The Reserve Bank of Malawi (RBM) has projected that the 2020/21 fiscal deficit will worsen further to an equivalent of 11.3 percent or about K900 billion, of the gross domestic product (GDP).
The central bank said there is, however, a possibility of the deficit—shortfall in revenue compared to expenditure—widening further to 12.3 percent or about K990 billion of GDP this fiscal year.
In its January-June 2021 Monetary Policy Report, RBM said the widening fiscal deficit reflects revenue shortfalls due to the pandemic. During last fiscal year, revenue dropped by about 13 percent, according to Treasury figures.

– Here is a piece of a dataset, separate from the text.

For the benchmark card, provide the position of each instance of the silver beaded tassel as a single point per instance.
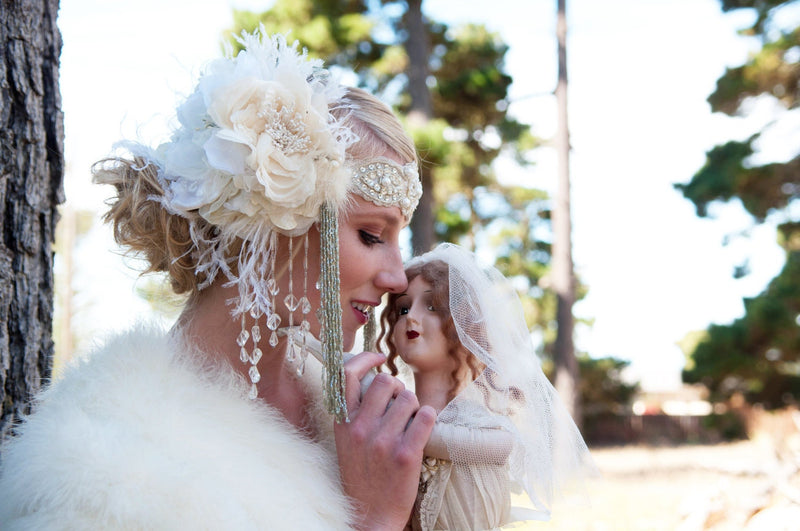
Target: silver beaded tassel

Reads the RBM report: “As expected, the fiscal sector has also been hugely impacted by the Covid-191 pandemic as the required fiscal interventions have resulted in a larger increase in government expenditures at the time tax revenues are underperforming due to reduced economic activity.”

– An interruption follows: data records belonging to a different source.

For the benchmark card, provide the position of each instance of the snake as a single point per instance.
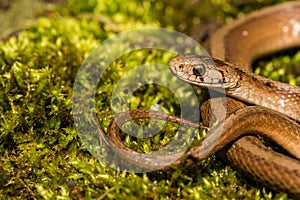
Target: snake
(258, 106)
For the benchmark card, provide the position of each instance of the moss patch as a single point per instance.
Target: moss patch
(41, 153)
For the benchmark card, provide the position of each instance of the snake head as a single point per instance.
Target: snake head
(200, 70)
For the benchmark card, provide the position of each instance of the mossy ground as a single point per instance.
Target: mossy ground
(41, 153)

In the 2020/21 fiscal year, Treasury projected the fiscal deficit at 8.8 percent of GDP or K810.7 billion, on account of developments in both revenues and expenditures.

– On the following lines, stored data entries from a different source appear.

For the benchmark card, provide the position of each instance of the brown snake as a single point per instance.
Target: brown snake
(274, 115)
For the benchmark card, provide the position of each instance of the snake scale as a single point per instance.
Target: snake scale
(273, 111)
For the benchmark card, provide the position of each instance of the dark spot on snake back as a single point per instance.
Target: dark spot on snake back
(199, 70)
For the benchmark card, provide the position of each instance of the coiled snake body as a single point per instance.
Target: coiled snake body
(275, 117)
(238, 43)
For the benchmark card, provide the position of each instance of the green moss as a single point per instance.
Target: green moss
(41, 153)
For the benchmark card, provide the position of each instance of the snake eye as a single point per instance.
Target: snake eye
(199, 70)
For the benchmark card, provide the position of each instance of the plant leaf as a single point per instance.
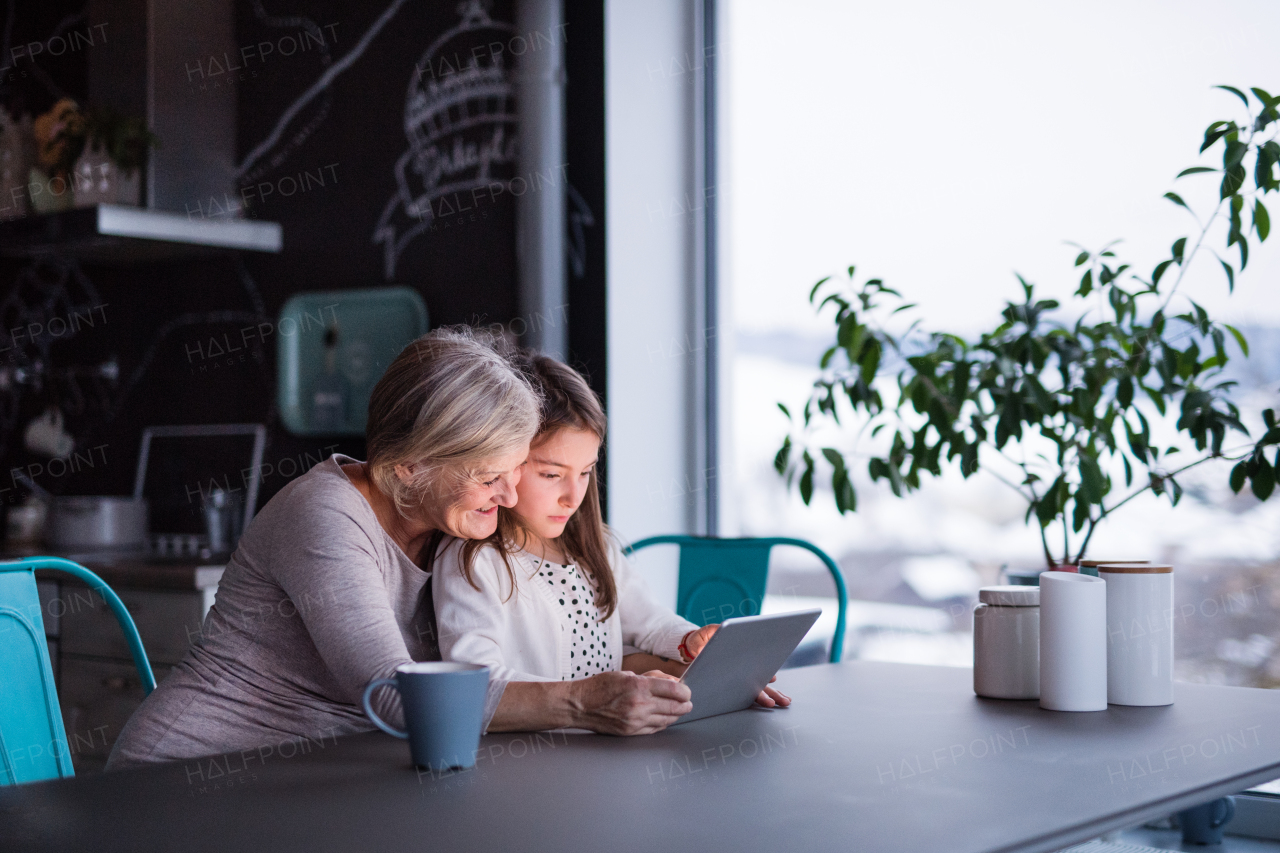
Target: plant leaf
(1237, 92)
(821, 282)
(1238, 475)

In his Mid-Year Budget Statement in Parliament on February 26, Minister of Finance Felix Mlusu explained that the deficit is expected to be covered through foreign financing of K246.3 billion while the balance of K564.4 billion will be financed through domestic borrowing.
In an interview on Sunday, Betchani Tchereni, an economics professor at The Polytechnic, a constituent college of the University of Malawi, observed that to ensure economic recovery in the face of the Covid-19 pandemic, Treasury should consider tax incentives to industries which have been affected severely, including tourism and manufacturing sectors.
“There may be financial interventions too to boost these industries and create more jobs,” he said.
In its March 2021 African Economic Outlook, the African Development Bank projected Malawi’s fiscal deficit to widen to 10.2 percent or about K820 billion of GDP in 2021, raising the debt-to-GDP ratio to 66 percent in 2021.